Menurut catatan asing, bumi Sriwijaya menghasilkan
cengkeh, kapulaga, pala, lada, pinang, kayu gaharu, kayu cendana, kapur barus,
gading, timah, emas, perak, kayu hitam, kayu sapan, rempah-rempah dan penyu.
Barang-barang tersebut dijual atau dibarter dengan kain katu, sutera dan
porselen melalui relasi dagang dengan Cina, India, Arab dan Madagaskar.
5.
Kehidupan Sosial dan Budaya
Sriwijaya yang merupakan kerajaan besar penganut agama
Budha, serta merupakan pusat agama Budha yang penting di Asia Tenggara dan Asia
Timur. Agama Budha yang berkembang di Kerajaan Sriwijaya adalah agama Budha
Mahayana. Menurut berita dari Tibet, seorang pendeta bernama Atica datang dan
tinggal di Sriwijaya (1011-1023 M) untuk belajar agama Budha dari seorang guru
bernama Dharmapala. Menurutnya, Sriwijaya merupakan pusat agama Budha di
luar India.
Peninggalan-peninggalan Kerajaan Sriwijaya banyak
ditemukan di daerah Palembang, Jambi, Riau, Malaysia, dan Thailand. Ini
disebabkan karena Sriwijaya merupakan kerajaan maritim yang selalu
berpindah-pindah, tidak menetap di satu tempat dalam kurun waktu yang lama.

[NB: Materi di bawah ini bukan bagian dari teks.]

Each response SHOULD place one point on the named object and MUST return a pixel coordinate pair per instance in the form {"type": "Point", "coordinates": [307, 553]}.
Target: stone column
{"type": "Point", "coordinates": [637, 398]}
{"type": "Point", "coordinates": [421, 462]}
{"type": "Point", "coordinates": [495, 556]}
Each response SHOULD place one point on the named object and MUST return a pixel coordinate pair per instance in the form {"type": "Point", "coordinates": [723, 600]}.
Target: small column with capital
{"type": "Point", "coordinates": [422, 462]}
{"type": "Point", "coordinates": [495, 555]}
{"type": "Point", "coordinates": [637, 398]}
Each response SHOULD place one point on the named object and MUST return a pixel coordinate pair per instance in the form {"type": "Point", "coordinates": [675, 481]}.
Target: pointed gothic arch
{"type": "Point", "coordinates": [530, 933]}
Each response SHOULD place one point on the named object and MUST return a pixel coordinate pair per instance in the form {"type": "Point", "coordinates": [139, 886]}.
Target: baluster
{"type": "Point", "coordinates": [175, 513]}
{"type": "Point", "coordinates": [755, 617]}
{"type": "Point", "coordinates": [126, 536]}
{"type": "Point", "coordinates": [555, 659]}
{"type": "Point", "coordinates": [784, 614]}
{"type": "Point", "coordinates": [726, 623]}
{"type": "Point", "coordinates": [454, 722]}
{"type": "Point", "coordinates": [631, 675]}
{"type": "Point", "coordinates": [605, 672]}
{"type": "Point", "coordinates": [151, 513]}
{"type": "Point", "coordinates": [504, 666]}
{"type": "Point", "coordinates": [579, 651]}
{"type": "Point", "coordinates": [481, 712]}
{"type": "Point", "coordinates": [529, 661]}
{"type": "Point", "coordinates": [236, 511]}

Prasasti dan situs yang ditemukan di sekitar Palembang, yaitu Prasasti Boom
Baru (abad ke7 M), Prasasti Kedukan Bukit (682 M), Prasasti Talangtuo (684 M),
Prasasti Telaga Batu ( abad ke-7 M), Situs Candi Angsoka, Situs Kolam Pinishi,
dan Situs Tanjung Rawa. Peninggalan sejarah Kerajaan Sriwijaya lainnya yang
ditemukan di Jambi, Sumatera Selatan dan Bengkulu, yaitu Candi Kotamahligai,
Candi Kedaton, Candi Gedong I, Candi Gedong II, Candi Gumpung, Candi Tinggi,
Candi Kembar batu, Candi Astono dan Kolam Telagorajo, Situs Muarojambi. Di
Lampung, prasasti yang ditemukan adalah Prasasti Palas Pasemah dan Prasasti
Bungkuk (Jabung). Di Riau, ditemukan Candi Muara Takus yang berbentuk stupa
Budha.
6.
Masa Keemasan
Pada paruh pertama
abad ke-10 yaitu antara masa jatuhnya Dinasti Tang dan naiknya dinasti Song, perdagangan dengan
luar negeri cukup marak, terutama Fujian, Kerajaan Min dan
negeri kaya Guangdong,
Kerajaan Nan Han. Tak diragukan lagi Sriwijaya mendapatkan keuntungan dari
perdagangan ini. Pada tahun 903, penulis Muslim Ibn Batutah sangat
terkesan dengan kemakmuran Sriwijaya. Daerah urban kerajaan meliputi Palembang
(khususnya Bukit Seguntang), Muara Jambi dan Kedah.
7.
Masa Kemunduran
Tahun 1025, Rajendra Chola, Raja Chola
dari Koromandel,
India selatan menaklukkan Kedah dari Sriwijaya dan menguasainya. Kerajaan Chola
meneruskan penyerangan dan penaklukannya selama 20 tahun berikutnya ke seluruh
imperium Sriwijaya. Meskipun invasi Chola tidak berhasil sepenuhnya, invasi
tersebut telah melemahkan hegemoni Sriwijaya yang berakibat terlepasnya
beberapa wilayah dengan membentuk kerajaan sendiri, seperti Kediri, sebuah
kerajaan yang berbasiskan pada pertanian.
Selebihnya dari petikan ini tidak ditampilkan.